The California Department of Public Health (CDPH) issued a letter in September clarifying the role of Certified Registered Nurse Anesthetists (CRNAs) in the state’s health care system.
The letter came following surveys conducted at Stanislaus Surgical Hospital and Doctors Medical Center in Modesto, California, where CRNAs were found practicing independently without appropriate physician supervision.
These surveys, conducted by state and federal surveyors, led to “Immediate Jeopardy” citations at both facilities, which resulted in the cancellation of surgeries.
The surveyed hospitals had outdated policies that didn’t reflect the current legal requirements for anesthesia staffing, Rachel Carey, counsel at legal firm Whiteford, Taylor & Preston LLP told ASC News. The confusion around the CRNA scope of practice in California stems from the state’s 2009 opt-out of Medicare’s physician supervision requirement, Carey said.
“The CRNA supervision opt-out is in the conditions of participation for hospitals and ambulatory surgery centers (ASCs),” she said. “There’s a requirement for an overseeing and directing physician, but it doesn’t specifically state that the physician must be an anesthesiologist.”
As for who can provide anesthesia, CRNAs require supervision, but operators can opt out of that if it aligns with the state’s regulations for the CRNA scope of practice.
“California did opt out, and it was highly litigated for several years,” she said. “They kept the opt-out. What’s interesting is that while CRNAs don’t have independent prescribing authority, they weren’t required to rely on anesthesiologists to the extent that they would prescribe the plans.”
A nationwide impact
Although this guidance specifically targets California, it has broader implications, particularly in states where CRNA advocacy groups push for expanded autonomy.

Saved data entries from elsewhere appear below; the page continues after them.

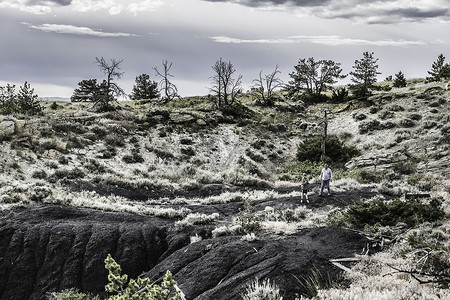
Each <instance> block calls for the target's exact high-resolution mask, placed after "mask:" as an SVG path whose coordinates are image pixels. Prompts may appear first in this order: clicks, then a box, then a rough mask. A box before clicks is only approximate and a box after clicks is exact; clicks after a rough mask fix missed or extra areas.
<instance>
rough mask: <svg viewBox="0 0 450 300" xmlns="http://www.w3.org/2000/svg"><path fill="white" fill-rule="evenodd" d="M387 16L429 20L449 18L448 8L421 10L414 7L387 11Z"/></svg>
mask: <svg viewBox="0 0 450 300" xmlns="http://www.w3.org/2000/svg"><path fill="white" fill-rule="evenodd" d="M387 14H392V15H398V16H401V17H404V18H408V19H422V18H424V19H429V18H438V17H445V16H449V9H448V8H441V9H430V10H423V9H419V8H416V7H411V8H401V9H395V10H392V11H388V12H387Z"/></svg>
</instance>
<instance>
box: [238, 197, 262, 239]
mask: <svg viewBox="0 0 450 300" xmlns="http://www.w3.org/2000/svg"><path fill="white" fill-rule="evenodd" d="M235 222H236V224H237V225H239V226H240V227H241V228H242V229H243V230H244V231H245V232H246V233H252V232H257V231H259V230H260V228H261V223H260V222H259V220H258V216H257V215H256V214H255V213H254V211H253V207H252V206H251V204H250V201H249V200H245V201H244V209H242V210H241V211H240V212H239V213H238V215H237V217H236V221H235Z"/></svg>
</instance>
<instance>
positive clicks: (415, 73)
mask: <svg viewBox="0 0 450 300" xmlns="http://www.w3.org/2000/svg"><path fill="white" fill-rule="evenodd" d="M0 45H1V48H0V49H1V50H0V86H4V85H6V83H11V84H16V85H22V84H23V82H24V81H28V82H29V83H30V84H31V86H32V87H33V88H34V89H35V92H36V93H37V94H38V95H39V96H41V97H55V96H59V97H70V96H71V95H72V93H73V90H74V89H75V88H77V86H78V82H80V81H81V80H83V79H91V78H97V79H98V80H101V79H102V78H103V74H102V73H101V72H100V70H99V68H98V67H97V65H96V64H95V58H96V57H104V58H105V59H106V60H108V61H109V60H111V59H116V60H119V59H123V62H122V64H121V67H122V71H124V72H125V74H124V77H123V78H122V79H121V80H120V81H119V82H118V83H119V85H120V86H122V88H124V90H125V92H126V93H127V94H129V93H130V92H131V89H132V86H133V84H134V80H135V78H136V76H138V75H140V74H143V73H146V74H149V75H150V78H151V79H153V80H156V79H157V78H156V77H155V71H154V70H153V67H159V68H161V61H162V60H164V59H167V60H168V61H169V62H173V66H172V70H171V71H172V74H173V75H174V76H175V77H174V78H173V82H174V83H175V84H176V85H177V86H178V89H179V93H180V94H181V96H190V95H206V94H207V93H208V87H209V86H210V79H209V78H210V77H211V76H212V75H213V71H212V69H211V66H212V65H213V64H214V63H215V61H216V60H217V59H219V58H220V57H222V59H223V60H225V61H229V60H230V61H231V62H232V63H233V64H234V66H235V68H236V72H237V73H239V74H242V75H243V85H244V87H245V88H248V87H249V86H250V85H251V84H252V80H253V79H255V78H256V77H257V75H258V73H259V72H260V71H261V70H262V71H263V73H270V72H271V71H273V69H274V68H275V66H276V65H279V70H280V71H281V72H282V73H281V77H282V78H283V80H285V81H288V80H289V76H288V74H289V73H290V72H292V71H293V69H294V66H295V65H296V64H297V63H298V60H299V59H301V58H309V57H314V58H315V59H316V60H319V59H332V60H334V61H336V62H339V63H341V66H342V68H343V69H344V73H346V74H347V73H349V72H350V71H352V66H353V65H354V62H355V60H357V59H360V58H362V53H363V52H365V51H369V52H374V56H375V57H376V58H379V61H378V65H379V71H380V72H381V73H382V74H381V75H380V76H379V78H378V80H379V81H382V80H384V78H386V77H387V76H389V75H394V74H395V73H397V72H398V71H400V70H401V71H402V72H403V73H404V74H405V76H406V77H407V78H417V77H422V78H423V77H426V76H427V71H428V70H430V69H431V64H432V63H433V62H434V61H435V60H436V58H437V56H438V55H439V54H440V53H442V54H444V56H446V57H447V60H446V61H447V62H448V61H450V0H378V1H376V0H375V1H372V0H164V1H163V0H106V1H97V0H16V1H12V0H6V1H2V0H0ZM347 80H348V79H347Z"/></svg>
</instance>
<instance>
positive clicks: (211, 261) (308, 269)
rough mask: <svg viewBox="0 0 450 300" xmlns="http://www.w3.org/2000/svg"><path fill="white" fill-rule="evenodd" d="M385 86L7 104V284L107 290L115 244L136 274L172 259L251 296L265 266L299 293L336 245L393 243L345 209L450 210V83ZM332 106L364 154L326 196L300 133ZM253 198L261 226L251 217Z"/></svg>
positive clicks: (2, 181) (346, 128) (222, 284)
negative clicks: (31, 108)
mask: <svg viewBox="0 0 450 300" xmlns="http://www.w3.org/2000/svg"><path fill="white" fill-rule="evenodd" d="M369 100H370V101H369V103H370V102H371V105H367V103H356V102H355V103H345V104H329V103H327V104H320V105H315V106H310V107H308V108H306V109H304V107H303V106H301V105H299V104H297V103H290V102H289V101H288V102H285V103H278V104H277V106H276V107H274V108H266V107H259V106H254V105H253V104H252V103H251V102H247V103H246V105H247V109H243V110H241V111H240V112H239V114H226V113H219V112H217V111H216V110H214V109H212V108H211V107H210V105H209V104H208V103H207V102H205V99H201V98H192V99H184V100H183V101H180V102H177V103H169V104H167V105H160V104H155V103H146V104H142V105H139V104H136V103H122V104H121V107H122V109H121V110H119V111H117V112H113V113H103V114H97V113H94V112H91V111H90V110H89V108H88V107H87V105H86V104H80V103H58V105H57V107H56V108H55V107H53V109H52V108H50V105H46V109H45V112H44V115H43V116H38V117H29V116H20V115H16V116H1V117H0V150H1V157H0V171H1V172H0V298H1V299H45V297H46V295H48V292H54V291H59V290H62V289H65V288H70V287H76V288H79V289H80V290H82V291H85V292H93V293H98V294H100V295H104V294H103V293H104V285H105V283H106V280H107V279H106V275H107V273H106V270H105V268H104V262H103V260H104V258H105V257H106V255H107V254H108V253H111V254H112V255H113V257H114V258H115V259H116V260H117V261H118V262H119V263H120V264H121V265H122V267H123V270H124V273H126V274H128V275H130V276H131V277H136V276H138V275H140V274H145V275H146V276H149V277H150V278H151V279H152V280H156V279H158V278H160V277H161V275H162V274H163V273H164V272H165V271H166V270H170V271H172V273H173V274H174V278H175V280H176V281H177V282H178V284H179V286H180V288H181V289H182V290H183V292H184V293H185V294H186V298H187V299H240V294H241V293H242V292H244V291H245V288H246V286H247V285H248V284H249V283H251V282H252V281H253V280H254V279H256V278H259V279H263V278H270V279H271V280H272V281H274V282H275V283H276V284H277V285H278V286H279V287H280V289H281V291H282V293H283V295H284V299H294V296H295V294H296V293H303V292H304V291H303V290H302V286H301V285H300V284H299V283H298V282H297V280H296V279H295V277H294V275H295V276H297V278H301V277H302V276H306V275H307V274H310V272H311V270H312V269H313V268H314V267H316V268H318V269H319V270H320V271H321V272H323V273H324V274H326V273H327V272H329V273H330V275H331V276H332V277H333V276H335V275H337V273H338V272H339V271H340V270H339V269H338V268H336V267H335V266H333V265H332V264H331V263H330V262H329V260H330V259H333V258H343V257H352V256H354V255H357V254H361V253H362V252H363V249H365V250H367V249H368V248H370V249H371V250H379V249H378V248H376V249H374V248H371V247H368V245H372V244H373V243H372V241H371V240H369V239H368V238H367V237H365V236H364V235H361V234H359V233H356V232H354V231H351V230H347V229H342V228H337V227H328V221H327V216H328V215H329V214H330V213H333V212H336V211H340V210H342V209H345V207H347V206H348V205H349V204H352V203H354V202H355V201H357V200H361V199H363V200H364V199H366V200H369V201H370V200H371V199H374V198H375V197H378V198H382V199H392V198H395V197H407V196H408V194H410V195H411V194H415V195H424V197H426V199H425V200H424V201H429V199H430V197H442V198H443V199H444V203H443V207H444V210H445V211H446V212H447V214H449V213H450V208H449V204H448V194H449V192H450V191H449V189H448V187H449V186H450V184H449V176H448V169H449V160H448V151H449V128H450V127H449V125H448V121H449V119H448V116H449V106H450V105H449V103H450V92H449V87H448V83H447V82H441V83H423V82H422V81H411V82H409V85H408V86H407V87H406V88H402V89H392V90H390V91H380V92H377V93H376V94H375V95H374V96H372V97H371V98H370V99H369ZM324 110H327V111H328V112H329V114H328V117H329V123H328V133H329V134H335V135H337V136H338V137H339V138H340V139H341V140H342V141H343V142H345V143H346V144H347V145H354V146H356V147H357V148H358V149H359V150H360V152H361V154H360V155H359V156H358V157H355V158H354V159H352V160H351V161H350V162H348V163H347V168H348V170H335V171H336V172H335V176H336V179H337V180H336V181H335V182H333V185H332V188H333V192H334V196H333V197H328V198H319V197H317V196H316V195H317V191H318V182H317V175H318V174H310V175H311V176H312V180H311V188H312V194H311V196H310V200H311V201H310V203H308V204H300V203H299V202H298V197H299V195H300V193H299V189H298V175H300V174H298V172H299V171H297V173H295V171H291V170H292V168H289V166H292V165H295V154H296V148H297V145H298V144H299V143H301V142H302V141H303V140H304V139H305V138H306V137H308V136H311V135H315V134H320V133H321V132H322V127H321V126H320V125H318V124H319V123H320V122H321V121H322V119H323V112H324ZM294 170H295V168H294ZM314 172H316V171H314ZM280 178H282V179H283V180H280ZM355 178H356V179H358V180H359V182H358V181H356V179H355ZM445 201H447V202H445ZM247 202H248V203H250V204H251V212H249V215H247V216H249V217H253V216H255V218H257V220H258V223H259V225H260V228H259V229H258V230H255V232H256V235H250V234H247V233H248V232H246V231H245V230H244V229H243V222H242V219H239V218H242V216H243V215H244V216H245V214H244V213H245V212H246V203H247ZM446 223H448V219H447V220H446V221H444V225H442V226H441V227H440V228H444V229H445V228H447V227H446V226H445V224H446ZM444 229H442V230H444ZM439 230H441V229H439ZM442 230H441V231H442ZM441 234H442V235H443V236H445V235H446V233H445V232H444V233H441ZM372 246H373V245H372Z"/></svg>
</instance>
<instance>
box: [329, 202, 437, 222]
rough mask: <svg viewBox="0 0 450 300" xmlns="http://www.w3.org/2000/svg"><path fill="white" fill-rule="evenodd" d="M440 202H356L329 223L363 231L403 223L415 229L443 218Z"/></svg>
mask: <svg viewBox="0 0 450 300" xmlns="http://www.w3.org/2000/svg"><path fill="white" fill-rule="evenodd" d="M440 205H441V201H439V200H436V199H433V200H431V201H430V203H429V204H425V203H422V202H420V201H418V200H410V201H402V200H400V199H396V200H393V201H383V200H380V199H376V200H374V201H363V200H361V201H357V202H355V203H354V204H352V205H351V206H349V207H348V209H347V211H345V212H340V213H338V214H340V216H336V215H334V216H329V220H332V222H331V223H336V221H337V223H340V224H334V225H342V223H344V224H345V223H347V224H349V225H350V226H352V227H355V228H358V229H364V227H366V226H395V225H396V224H398V223H404V224H406V225H407V226H408V227H410V228H411V227H416V226H418V225H420V224H422V223H424V222H435V221H438V220H440V219H442V218H443V217H444V216H445V213H444V211H443V210H442V209H441V208H440Z"/></svg>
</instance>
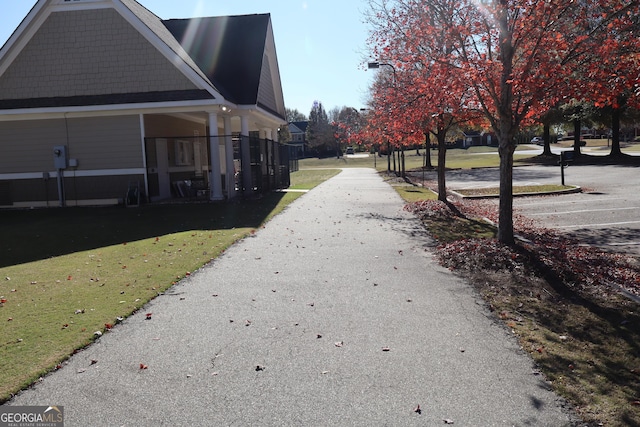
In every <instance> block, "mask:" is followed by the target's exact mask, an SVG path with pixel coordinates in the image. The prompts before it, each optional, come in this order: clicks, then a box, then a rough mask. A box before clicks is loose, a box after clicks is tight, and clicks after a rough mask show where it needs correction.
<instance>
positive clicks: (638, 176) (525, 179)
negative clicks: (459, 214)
mask: <svg viewBox="0 0 640 427" xmlns="http://www.w3.org/2000/svg"><path fill="white" fill-rule="evenodd" d="M564 173H565V182H566V184H567V185H577V186H579V187H581V189H582V191H581V192H580V193H573V194H563V195H555V196H546V197H545V196H534V197H515V198H514V201H513V205H514V210H515V212H516V213H518V214H521V215H524V216H526V217H528V218H530V219H533V220H535V221H536V222H537V223H538V224H539V225H540V226H543V227H548V228H553V229H555V230H557V231H559V232H561V233H565V234H568V235H571V236H573V237H575V238H577V239H579V240H580V241H581V242H583V243H585V244H589V245H593V246H598V247H601V248H604V249H606V250H609V251H615V252H622V253H627V254H629V255H633V256H636V257H638V258H640V215H639V212H640V192H638V191H637V189H638V185H640V174H639V173H638V167H635V166H629V165H574V166H570V167H568V168H566V169H565V171H564ZM415 176H416V177H417V178H420V176H418V175H415ZM427 178H428V179H434V180H435V179H436V178H435V172H429V175H428V176H427ZM446 179H447V187H448V188H449V189H451V190H456V189H462V188H482V187H493V188H496V187H497V186H498V183H499V180H500V172H499V170H498V168H484V169H470V170H469V169H466V170H463V169H461V170H452V171H447V177H446ZM560 182H561V177H560V167H559V166H520V167H515V168H514V169H513V183H514V185H540V184H560ZM494 201H495V203H496V205H497V199H494Z"/></svg>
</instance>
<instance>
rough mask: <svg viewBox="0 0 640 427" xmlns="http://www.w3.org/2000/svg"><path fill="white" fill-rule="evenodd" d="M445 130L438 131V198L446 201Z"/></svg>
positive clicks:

CDPH also acted on behalf of the Centers for Medicare & Medicaid Services (CMS), whose regulations apply to hospitals across the U.S. that participate in Medicare and Medicaid programs, Carey said.
Hospitals and ASCs across the country should be paying attention, she added.
“If [CDPH] were just coming in on behalf of the state and only looking at those areas, it would be one thing, but they were also acting on behalf of CMS,” she said. “With this guidance in mind, ASCs are urged to revisit their policies, procedures and staffing models related to anesthesia services.”
Operators need to make sure CRNAs are appropriately credentialed for the procedures they’re performing, she added.
“For instance, if a facility is starting to offer outpatient procedures that traditionally required hospital-based care, like C-sections, it’s critical to confirm that the CRNA has the right experience and qualifications,” she said.
The nationwide shortage of anesthesiologists is one of the contributing factors to the increased reliance on CRNAs in many facilities. This case serves as a reminder of the delicate balance between cost-saving measures and maintaining high standards of care, Carey said.
“The goal should be to ensure that all patients receive safe, high-quality anesthesia care, whether it’s provided by a CRNA or an anesthesiologist,” she said. “But the reality is that cutting corners on staffing, particularly in anesthesia, can lead to serious compliance issues and, more importantly, adverse patient outcomes.”
Carey advised facilities looking to expand CRNA roles to closely examine state and federal guidelines, particularly given the ongoing debate about CRNA autonomy.
“We’re at an interesting point in anesthesia,” Carey said. “We want qualified people, whether they are CNAs, anesthesiologists, or anesthesiologist assistants, to be in the field. However, I think we need to take a broader look at what we want in terms of requirements.”